Word Study: Sleep “Yishenah”


Sleep – Hebrew:  yishenah – sleep, to repeat, to change, to understand, divine revelation.
Song of Solomon 5:2 “I sleep but my heart is awake, it is the voice of my beloved that knocks.”
The word Yishenah comes from two possible root words.  The first is Yishen which simply means to sleep.  The second is often overlooked by Christians as it does not seem to fit the context, yet for the ancient sages it fits very well.  The second root word is “Shanah” which is the same root word for Shannah in Rosh Hashannah.  Shanah means to do over again and again; it is also means year, and change and new beginnings.  In its most primitive form it expresses the idea of divine revelation, peace and the power of God.
The word is spelled Shin (completeness, wholeness), Nun (moving forward) and Hei (the presence of God).  Esoterically the word sleep has the idea of God completing us, making us whole so we can move forward with His presence during the day.  This is how the ancient Jewish sages viewed sleep, it was a time for God to complete us and make us whole so that we could move forward in the new day with His presence.
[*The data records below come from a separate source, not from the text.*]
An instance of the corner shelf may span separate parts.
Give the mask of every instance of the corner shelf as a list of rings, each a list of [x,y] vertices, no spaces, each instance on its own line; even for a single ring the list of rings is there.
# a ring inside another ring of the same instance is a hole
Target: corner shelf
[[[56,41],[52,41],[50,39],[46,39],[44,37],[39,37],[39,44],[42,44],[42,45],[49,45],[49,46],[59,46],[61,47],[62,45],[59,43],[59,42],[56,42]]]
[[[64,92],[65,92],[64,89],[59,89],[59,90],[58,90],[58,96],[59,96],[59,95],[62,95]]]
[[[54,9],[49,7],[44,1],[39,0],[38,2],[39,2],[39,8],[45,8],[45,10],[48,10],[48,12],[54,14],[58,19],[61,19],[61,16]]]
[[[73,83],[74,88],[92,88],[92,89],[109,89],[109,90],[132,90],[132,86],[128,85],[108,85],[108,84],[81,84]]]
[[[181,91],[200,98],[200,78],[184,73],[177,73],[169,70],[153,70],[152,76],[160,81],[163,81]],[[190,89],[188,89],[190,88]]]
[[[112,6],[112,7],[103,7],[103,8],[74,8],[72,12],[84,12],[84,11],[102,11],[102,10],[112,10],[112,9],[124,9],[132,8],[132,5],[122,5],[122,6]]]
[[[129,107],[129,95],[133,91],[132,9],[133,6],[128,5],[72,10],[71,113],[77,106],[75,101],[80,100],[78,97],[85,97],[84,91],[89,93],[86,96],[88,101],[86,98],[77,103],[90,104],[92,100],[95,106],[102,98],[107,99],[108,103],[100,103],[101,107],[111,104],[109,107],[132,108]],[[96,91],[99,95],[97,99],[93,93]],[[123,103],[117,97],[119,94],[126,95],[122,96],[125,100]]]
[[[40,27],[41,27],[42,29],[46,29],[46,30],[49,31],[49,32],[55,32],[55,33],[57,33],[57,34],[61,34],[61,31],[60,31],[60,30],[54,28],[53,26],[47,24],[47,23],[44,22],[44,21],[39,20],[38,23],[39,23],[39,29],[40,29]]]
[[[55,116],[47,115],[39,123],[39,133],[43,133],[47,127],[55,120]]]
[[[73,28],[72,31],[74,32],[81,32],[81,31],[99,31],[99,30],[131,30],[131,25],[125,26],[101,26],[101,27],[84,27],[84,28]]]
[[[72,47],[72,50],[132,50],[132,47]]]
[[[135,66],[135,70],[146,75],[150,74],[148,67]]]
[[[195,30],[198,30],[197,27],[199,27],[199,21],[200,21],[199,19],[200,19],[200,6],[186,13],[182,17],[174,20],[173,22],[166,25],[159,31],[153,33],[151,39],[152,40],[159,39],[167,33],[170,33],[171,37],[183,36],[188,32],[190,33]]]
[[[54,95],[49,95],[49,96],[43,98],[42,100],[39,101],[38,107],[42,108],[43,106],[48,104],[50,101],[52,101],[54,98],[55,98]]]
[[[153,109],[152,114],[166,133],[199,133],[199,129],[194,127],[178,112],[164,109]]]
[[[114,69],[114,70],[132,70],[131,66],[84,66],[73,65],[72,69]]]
If God has limited man to just 120 years on earth, why did He create us to spend one-third or forty of those years in an unconscious state?  The ancient sages teach that it is only our physical natural bodies that are unconscious; the spiritual part remains awake and allows God to share His heart with ours while we are sleep.  However, God does not live in time, he lives in the past, present and future so if He shares His heart with us during our sleep, we know what He knows including the future.  That is why prophets received their Word from God in dreams.  That is why we forget our dreams or they take on symbolic meanings because some knowledge we receive in this union of hearts would be too painful for us.
“I sleep but my heart is awake” is a very sweet romantic phrase which carries very deep spiritual insight.  The lover may be asleep but her heart is awake, waiting for that knock at the door of her heart.  Her lover is off in a palace, she is in her simple home, yet she believes even separated by many miles or even in the same bed that while they are asleep the physical barriers are knocked down and her beloved can knock on the door of her heart and whether in the same room or the same bed, their hearts can still embrace while they are asleep.
When we are asleep, the physical part of us, that part filled with the cares of this world, our lust, our fleshly desires are out for the count and our hearts stand open and vulnerable to the influence of spiritual forces.  Fill your wide awake heart with a movie of zombies and vampires and the enemy will come knocking at the door of your heart.  Fill your heart with the Word of God and praise before going off to the land of nod and it is Jesus who comes knocking at the door of your heart.  Which heart does yours embrace the enemies (nightmares) or the loving Father’s heart (sweet dreams)?